Er hat seine sichere Beamtenkarriere geopfert und sich dem Kickboxen (K1) verschrieben.
Durch diesen Schritt meinen die Leute, er verdient als Profisportler nun massig an Geld. Jeder der sich jedoch auskennt weiß, dass die Börse in der WKU nicht die beste ist. Daher ist es wichtig, Smolik für den deutschen Markt als Marke über Sat.1 zu vermarkten. Er ist ja der Cop, der Schauspieler, der Kampfsportler und ungeschlagene Weltmeister. Das liest sich in der Bio sehr gut, nur das Konto spiegelt das noch nicht wieder.
Daher erstmal das Standbein aufbauen und Kohle sammeln, solange es geht.
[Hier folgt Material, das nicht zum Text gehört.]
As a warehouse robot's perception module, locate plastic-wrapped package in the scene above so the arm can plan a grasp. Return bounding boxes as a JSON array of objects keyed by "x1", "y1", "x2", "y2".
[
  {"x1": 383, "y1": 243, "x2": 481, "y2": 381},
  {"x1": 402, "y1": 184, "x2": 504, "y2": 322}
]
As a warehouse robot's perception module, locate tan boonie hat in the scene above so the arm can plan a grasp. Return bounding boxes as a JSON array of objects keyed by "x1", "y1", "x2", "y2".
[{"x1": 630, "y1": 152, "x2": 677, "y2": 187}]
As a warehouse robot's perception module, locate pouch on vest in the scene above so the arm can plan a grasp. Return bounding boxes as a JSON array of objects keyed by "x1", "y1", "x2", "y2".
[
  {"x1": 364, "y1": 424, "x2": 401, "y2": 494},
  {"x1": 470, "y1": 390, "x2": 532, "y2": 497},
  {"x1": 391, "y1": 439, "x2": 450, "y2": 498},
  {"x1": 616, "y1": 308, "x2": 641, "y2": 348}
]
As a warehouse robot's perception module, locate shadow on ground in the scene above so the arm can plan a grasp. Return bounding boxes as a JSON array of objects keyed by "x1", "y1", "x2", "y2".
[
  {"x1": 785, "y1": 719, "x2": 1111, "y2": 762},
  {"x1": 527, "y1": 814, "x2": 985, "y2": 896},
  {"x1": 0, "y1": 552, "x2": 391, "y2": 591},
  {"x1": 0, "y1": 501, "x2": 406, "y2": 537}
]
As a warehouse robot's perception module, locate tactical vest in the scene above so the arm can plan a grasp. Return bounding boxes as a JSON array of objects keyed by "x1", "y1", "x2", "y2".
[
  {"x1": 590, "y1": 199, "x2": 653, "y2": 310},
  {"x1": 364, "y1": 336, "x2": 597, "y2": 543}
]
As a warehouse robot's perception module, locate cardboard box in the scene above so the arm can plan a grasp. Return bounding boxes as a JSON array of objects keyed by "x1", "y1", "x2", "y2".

Glory ist der Verband mit richtigen Gegnern und schon in der Vergangenheit haben Fighter dort klare Klassenunterschiede gezeigt. Ernesto Hoost, Jerome Le Banner, Peter Aerts, Semmy Schilt, Remy Bonjaski, Badr Hari, aktuell Rico Verhoeven zeigen, was K1 ist.
Wenn man sich nun einen Smolik ansieht und wie schwer ihm die beiden letzten Kämpfe gefallen sind, ist klar, dass zu diesen Namen noch eine Menge fehlt.
Würde er aktuell wechseln, spielt er nicht ganz oben mit, sondern müsste sich erst nach oben kämpfen. Kommt da aber als mehrfacher WKU-Champ die erste oder sogar zweite Niederlage, hat er ein Problem. Denn das kompensieren wird schwierig und lässt sich nicht verkaufen.
Daher erstmal den WKU-K1-Titel verwalten und dann auf eine Herausforderung von ganz oben warten. Verliert er da, wäre es nur halb so schlimm.
Interessant wird jedoch die offene Herausforderung von Mo Abdallah, der ja als deutsche Nr. 1 gehandelt wird.